22 mai > BD Espagne

Ardalén, c’est un vent d’Afrique chaud et humide qui, selon la croyance publique, surgirait par le sud-ouest après avoir traversé tout l’océan Atlantique depuis les côtes américaines. Dans le nouvel et ambitieux album de Miguelanxo Prado, figure saillante de la bande dessinée de l’Espagne post-franquiste dont il s’est fait, de la Movida à la crise actuelle, le chroniqueur tantôt acide, tantôt mélancolique, c’est un souffle doux et puissant qui peut tout emporter, les souvenirs et le temps qui passe. Neutralisant la raison, réchauffant les sentiments, l’Ardalén balaie périodiquement un village de montagne minuscule et oublié où fait soudain irruption Sabella. Cette jeune quadra est déstabilisée par un divorce récent et un chômage concomitant. Elle cherche les traces d’un grand-père qu’elle n’a pas connu et qui, au cours d’une vie de marin dans les Caraïbes et en Amérique latine, aurait été en contact avec un natif du village.

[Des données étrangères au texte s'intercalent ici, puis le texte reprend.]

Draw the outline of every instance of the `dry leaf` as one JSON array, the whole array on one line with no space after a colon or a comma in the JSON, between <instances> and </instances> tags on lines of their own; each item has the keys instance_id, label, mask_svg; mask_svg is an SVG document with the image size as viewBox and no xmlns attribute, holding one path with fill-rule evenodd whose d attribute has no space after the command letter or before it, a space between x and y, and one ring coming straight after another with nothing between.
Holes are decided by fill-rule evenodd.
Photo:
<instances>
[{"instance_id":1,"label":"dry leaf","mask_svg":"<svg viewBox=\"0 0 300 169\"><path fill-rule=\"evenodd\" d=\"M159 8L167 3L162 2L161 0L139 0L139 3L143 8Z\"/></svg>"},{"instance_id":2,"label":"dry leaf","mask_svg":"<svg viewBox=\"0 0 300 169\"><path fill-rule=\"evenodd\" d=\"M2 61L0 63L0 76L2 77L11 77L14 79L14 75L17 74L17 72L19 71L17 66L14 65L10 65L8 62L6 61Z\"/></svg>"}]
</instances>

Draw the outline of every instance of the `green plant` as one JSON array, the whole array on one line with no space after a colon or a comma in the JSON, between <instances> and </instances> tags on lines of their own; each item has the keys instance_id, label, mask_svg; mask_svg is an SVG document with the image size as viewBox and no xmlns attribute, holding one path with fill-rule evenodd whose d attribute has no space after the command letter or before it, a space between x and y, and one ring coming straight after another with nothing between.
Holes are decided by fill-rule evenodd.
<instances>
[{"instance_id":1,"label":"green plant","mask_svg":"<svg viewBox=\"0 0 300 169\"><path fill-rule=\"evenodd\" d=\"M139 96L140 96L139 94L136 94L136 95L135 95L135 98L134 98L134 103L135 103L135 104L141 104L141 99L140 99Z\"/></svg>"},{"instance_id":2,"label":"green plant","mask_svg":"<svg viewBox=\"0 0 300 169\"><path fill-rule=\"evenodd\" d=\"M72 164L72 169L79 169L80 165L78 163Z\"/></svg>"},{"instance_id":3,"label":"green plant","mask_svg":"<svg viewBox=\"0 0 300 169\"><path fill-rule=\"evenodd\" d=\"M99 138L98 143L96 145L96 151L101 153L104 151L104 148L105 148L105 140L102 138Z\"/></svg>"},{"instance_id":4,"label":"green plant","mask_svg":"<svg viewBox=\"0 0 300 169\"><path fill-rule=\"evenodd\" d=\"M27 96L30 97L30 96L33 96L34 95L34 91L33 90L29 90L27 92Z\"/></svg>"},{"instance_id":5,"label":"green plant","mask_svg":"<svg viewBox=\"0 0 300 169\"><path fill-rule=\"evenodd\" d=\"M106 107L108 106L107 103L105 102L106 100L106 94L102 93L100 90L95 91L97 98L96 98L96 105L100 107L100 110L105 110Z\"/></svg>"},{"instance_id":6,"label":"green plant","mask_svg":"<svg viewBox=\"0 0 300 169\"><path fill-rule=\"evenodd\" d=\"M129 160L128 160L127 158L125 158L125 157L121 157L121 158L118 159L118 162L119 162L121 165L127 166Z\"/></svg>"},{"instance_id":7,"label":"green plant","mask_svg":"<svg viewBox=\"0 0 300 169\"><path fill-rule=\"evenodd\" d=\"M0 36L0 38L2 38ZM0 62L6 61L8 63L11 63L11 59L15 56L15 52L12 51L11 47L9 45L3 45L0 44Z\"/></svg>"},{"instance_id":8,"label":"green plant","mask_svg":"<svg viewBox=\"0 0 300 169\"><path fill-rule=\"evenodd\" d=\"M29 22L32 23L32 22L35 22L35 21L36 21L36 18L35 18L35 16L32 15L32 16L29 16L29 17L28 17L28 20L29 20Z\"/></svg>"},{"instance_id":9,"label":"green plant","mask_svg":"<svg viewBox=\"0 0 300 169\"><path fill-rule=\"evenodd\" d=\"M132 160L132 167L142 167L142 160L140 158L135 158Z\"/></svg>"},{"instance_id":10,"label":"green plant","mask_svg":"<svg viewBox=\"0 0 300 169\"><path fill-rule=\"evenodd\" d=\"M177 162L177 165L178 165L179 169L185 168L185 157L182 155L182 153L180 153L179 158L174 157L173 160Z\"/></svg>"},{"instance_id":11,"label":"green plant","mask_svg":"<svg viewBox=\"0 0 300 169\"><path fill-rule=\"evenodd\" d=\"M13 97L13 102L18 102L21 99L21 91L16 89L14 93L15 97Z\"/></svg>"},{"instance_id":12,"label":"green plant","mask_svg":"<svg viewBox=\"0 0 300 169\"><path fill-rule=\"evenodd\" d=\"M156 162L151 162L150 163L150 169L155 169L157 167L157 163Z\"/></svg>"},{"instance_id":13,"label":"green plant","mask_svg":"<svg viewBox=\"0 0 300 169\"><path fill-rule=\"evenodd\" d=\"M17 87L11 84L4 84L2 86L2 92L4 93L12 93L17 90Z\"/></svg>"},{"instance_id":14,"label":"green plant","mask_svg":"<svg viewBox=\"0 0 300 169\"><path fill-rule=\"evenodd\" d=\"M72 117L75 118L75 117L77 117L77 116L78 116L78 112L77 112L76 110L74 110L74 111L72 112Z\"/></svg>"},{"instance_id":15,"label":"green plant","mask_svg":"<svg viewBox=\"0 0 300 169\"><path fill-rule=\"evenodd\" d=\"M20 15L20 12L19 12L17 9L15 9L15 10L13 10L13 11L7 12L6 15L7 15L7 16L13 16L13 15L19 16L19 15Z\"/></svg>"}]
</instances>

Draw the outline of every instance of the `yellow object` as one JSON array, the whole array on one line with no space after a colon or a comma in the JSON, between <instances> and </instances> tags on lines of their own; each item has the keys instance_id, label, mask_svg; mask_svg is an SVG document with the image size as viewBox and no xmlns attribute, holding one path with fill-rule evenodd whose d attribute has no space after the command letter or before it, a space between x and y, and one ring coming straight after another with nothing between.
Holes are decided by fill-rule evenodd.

La source média référencée est manquante et doit être réintégrée.

Accueillie avec empathie par la tenancière du café, seul point d’animation du lieu, mais avec méfiance, puis hostilité par les piliers de l’établissement, Sabella va faire la connaissance d’un certain Fidel, vieillard fantasque et attachant, réfugié dans d’incertains recoins de sa mémoire, souvenirs de mer, de traversées et de naufrages. Loin de l’océan, dauphins, baleines, méduses, étoiles et autres poissons et animaux marins envahissent parfois l’atmosphère dans un ballet fantastique, clins d’œil à l’Arizona dream d’Emir Kusturica ou à Enki Bilal, autre artiste issu de l’ex-Yougoslavie, qui en a fait de même un usage poétique et métaphorique. Avec eux vont et viennent, par bribes, des réminiscences imprécises que Fidel tente péniblement d’assembler pour une Sabella taraudée par les secrets et les traumatismes familiaux. Avec eux également revivent les fantômes du passé de Fidel, ou peut-être d’un autre : l’ami Ramon, jalousé pour ses conquêtes féminines ; la belle Rosalia ou Adela, éternelle jeune fille au destin énigmatique.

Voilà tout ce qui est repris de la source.